Hamidian Jahromi Alireza, Hamidianjahromi Anahid
Department of Plastic Surgery, The University of Tennessee Health Science Center, Memphis, TN, United States.
Jahrom University of Medical Sciences, Jahrom, Iran.
J Med Internet Res. 2020 Jun 12;22(6):e19934. doi: 10.2196/19934.
Since the World Health Organization declared the coronavirus disease (COVID-19) outbreak a pandemic, significant changes have occurred in the United States as the infection spread reached and passed its exponential phase. A stringent analysis of COVID-19 epidemiologic data requires time and would generally be expected to happen with significant delay after the exponential phase of the disease is over and when the focus of the health care system is diverted away from crisis management. Although much has been said about high-risk groups and the vulnerability of the elderly and patients with underlying comorbidities, the impact of race on the susceptibility of ethnic minorities living in indigent communities has not been discussed in detail worldwide and specifically in the United States.

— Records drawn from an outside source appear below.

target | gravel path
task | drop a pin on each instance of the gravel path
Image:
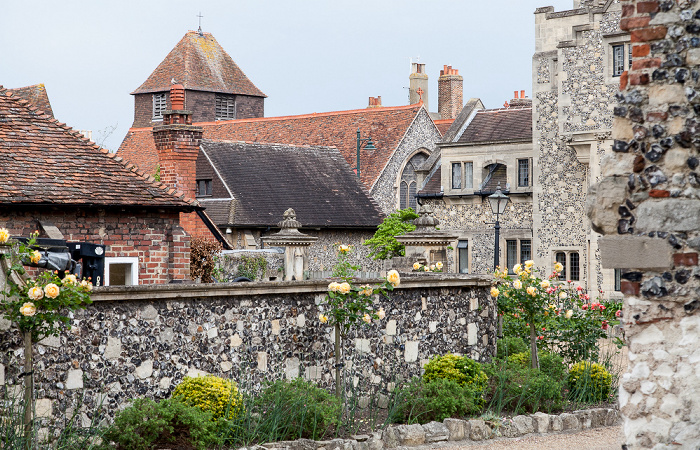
(605, 438)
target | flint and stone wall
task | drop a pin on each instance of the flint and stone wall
(141, 341)
(649, 207)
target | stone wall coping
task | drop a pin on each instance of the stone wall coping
(187, 291)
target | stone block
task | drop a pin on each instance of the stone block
(478, 430)
(436, 432)
(671, 215)
(524, 424)
(634, 252)
(410, 435)
(411, 351)
(541, 422)
(570, 422)
(459, 429)
(145, 370)
(74, 379)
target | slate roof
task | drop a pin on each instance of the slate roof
(199, 63)
(266, 179)
(505, 124)
(44, 162)
(37, 96)
(386, 125)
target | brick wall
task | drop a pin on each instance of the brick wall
(649, 207)
(154, 238)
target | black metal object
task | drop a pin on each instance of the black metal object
(92, 260)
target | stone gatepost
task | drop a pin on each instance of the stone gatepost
(426, 244)
(295, 244)
(648, 206)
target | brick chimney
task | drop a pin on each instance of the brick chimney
(449, 93)
(375, 102)
(418, 79)
(177, 142)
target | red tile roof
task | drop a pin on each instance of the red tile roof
(37, 96)
(43, 161)
(199, 63)
(505, 124)
(386, 126)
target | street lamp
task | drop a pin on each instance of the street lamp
(368, 146)
(498, 201)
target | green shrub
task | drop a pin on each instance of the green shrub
(296, 409)
(212, 394)
(146, 424)
(460, 369)
(589, 382)
(423, 401)
(509, 346)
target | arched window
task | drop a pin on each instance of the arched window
(408, 185)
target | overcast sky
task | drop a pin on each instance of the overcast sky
(306, 55)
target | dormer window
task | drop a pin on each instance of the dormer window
(225, 107)
(160, 102)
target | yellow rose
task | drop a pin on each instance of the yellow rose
(28, 309)
(344, 288)
(35, 293)
(35, 257)
(393, 278)
(51, 290)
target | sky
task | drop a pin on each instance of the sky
(305, 55)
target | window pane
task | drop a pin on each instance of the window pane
(468, 175)
(561, 259)
(456, 175)
(511, 254)
(463, 256)
(618, 60)
(525, 250)
(573, 262)
(523, 172)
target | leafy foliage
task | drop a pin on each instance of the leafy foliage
(211, 394)
(383, 243)
(589, 382)
(423, 401)
(146, 424)
(203, 254)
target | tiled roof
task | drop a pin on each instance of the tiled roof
(199, 63)
(505, 124)
(266, 179)
(37, 96)
(386, 126)
(43, 161)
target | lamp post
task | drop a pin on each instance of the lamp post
(368, 146)
(498, 201)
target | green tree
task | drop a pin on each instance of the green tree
(384, 244)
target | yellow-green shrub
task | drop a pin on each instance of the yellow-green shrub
(213, 394)
(589, 381)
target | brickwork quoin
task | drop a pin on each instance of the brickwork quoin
(655, 202)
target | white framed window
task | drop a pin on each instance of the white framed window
(160, 104)
(121, 271)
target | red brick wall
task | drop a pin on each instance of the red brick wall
(156, 239)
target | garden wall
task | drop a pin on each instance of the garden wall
(141, 341)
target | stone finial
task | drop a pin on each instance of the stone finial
(290, 220)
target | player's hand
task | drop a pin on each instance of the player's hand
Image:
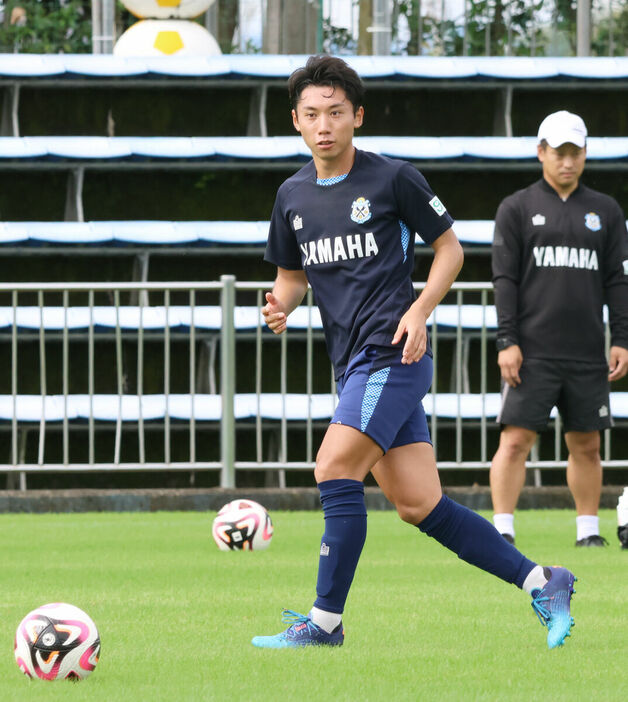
(509, 361)
(274, 314)
(617, 363)
(416, 342)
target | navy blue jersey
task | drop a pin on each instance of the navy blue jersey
(355, 242)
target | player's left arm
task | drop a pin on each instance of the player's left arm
(446, 264)
(615, 268)
(617, 362)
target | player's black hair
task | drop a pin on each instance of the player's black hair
(326, 70)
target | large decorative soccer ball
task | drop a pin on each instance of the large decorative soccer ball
(242, 525)
(165, 9)
(166, 38)
(57, 642)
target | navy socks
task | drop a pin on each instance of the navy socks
(342, 542)
(475, 541)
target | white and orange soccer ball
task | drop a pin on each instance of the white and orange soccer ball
(57, 642)
(242, 525)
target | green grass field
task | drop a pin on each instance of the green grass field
(176, 615)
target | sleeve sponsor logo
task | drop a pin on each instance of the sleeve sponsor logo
(437, 206)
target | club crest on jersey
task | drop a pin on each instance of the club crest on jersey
(538, 220)
(360, 211)
(592, 221)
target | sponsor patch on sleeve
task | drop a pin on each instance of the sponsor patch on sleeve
(437, 206)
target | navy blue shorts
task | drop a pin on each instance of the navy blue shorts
(381, 397)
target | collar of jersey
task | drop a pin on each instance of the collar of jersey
(548, 188)
(331, 181)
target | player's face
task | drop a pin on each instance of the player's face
(562, 167)
(326, 120)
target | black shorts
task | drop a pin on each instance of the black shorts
(580, 392)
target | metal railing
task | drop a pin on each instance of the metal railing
(140, 395)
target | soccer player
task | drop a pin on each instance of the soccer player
(560, 252)
(345, 223)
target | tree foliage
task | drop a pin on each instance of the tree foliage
(45, 27)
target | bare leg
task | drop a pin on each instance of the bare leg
(508, 471)
(584, 470)
(408, 477)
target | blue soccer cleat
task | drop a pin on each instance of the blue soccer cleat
(301, 632)
(551, 604)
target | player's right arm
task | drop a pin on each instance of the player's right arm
(288, 291)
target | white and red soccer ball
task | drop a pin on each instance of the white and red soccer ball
(57, 642)
(242, 525)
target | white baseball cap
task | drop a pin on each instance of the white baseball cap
(561, 128)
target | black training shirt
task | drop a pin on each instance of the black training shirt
(355, 242)
(555, 264)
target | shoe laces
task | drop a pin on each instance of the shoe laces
(541, 610)
(293, 618)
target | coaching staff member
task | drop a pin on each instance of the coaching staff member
(560, 252)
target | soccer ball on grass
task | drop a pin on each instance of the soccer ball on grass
(57, 642)
(242, 525)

There are currently some data on disparities between African American and Caucasian populations for COVID-19 infection and mortality. While health care authorities are reorganizing resources and infrastructure to provide care for symptomatic COVID-19 patients, they should not shy away from protecting the general public as a whole and specifically the most vulnerable members of society, such as the elderly, ethnic minorities, and people with underlying comorbidities.
自世界卫生组织宣布冠状病毒病(COVID-19)疫情为大流行以来,随着感染传播达到并越过指数增长阶段,美国发生了重大变化。对COVID-19流行病学数据进行严格分析需要时间,而且通常预计会在疾病指数增长阶段结束后、医疗保健系统的重点从危机管理转移时出现显著延迟。尽管已经对高危人群以及老年人和患有基础合并症患者的脆弱性进行了很多讨论,但种族对生活在贫困社区的少数族裔易感性的影响在全球范围内,特别是在美国,尚未得到详细讨论。目前有一些关于非裔美国人和白种人群在COVID-19感染和死亡率方面差异的数据。在医疗保健当局重组资源和基础设施以照顾有症状的COVID-19患者时,他们不应回避保护全体公众,特别是社会中最脆弱的成员,如老年人、少数族裔和患有基础合并症的人。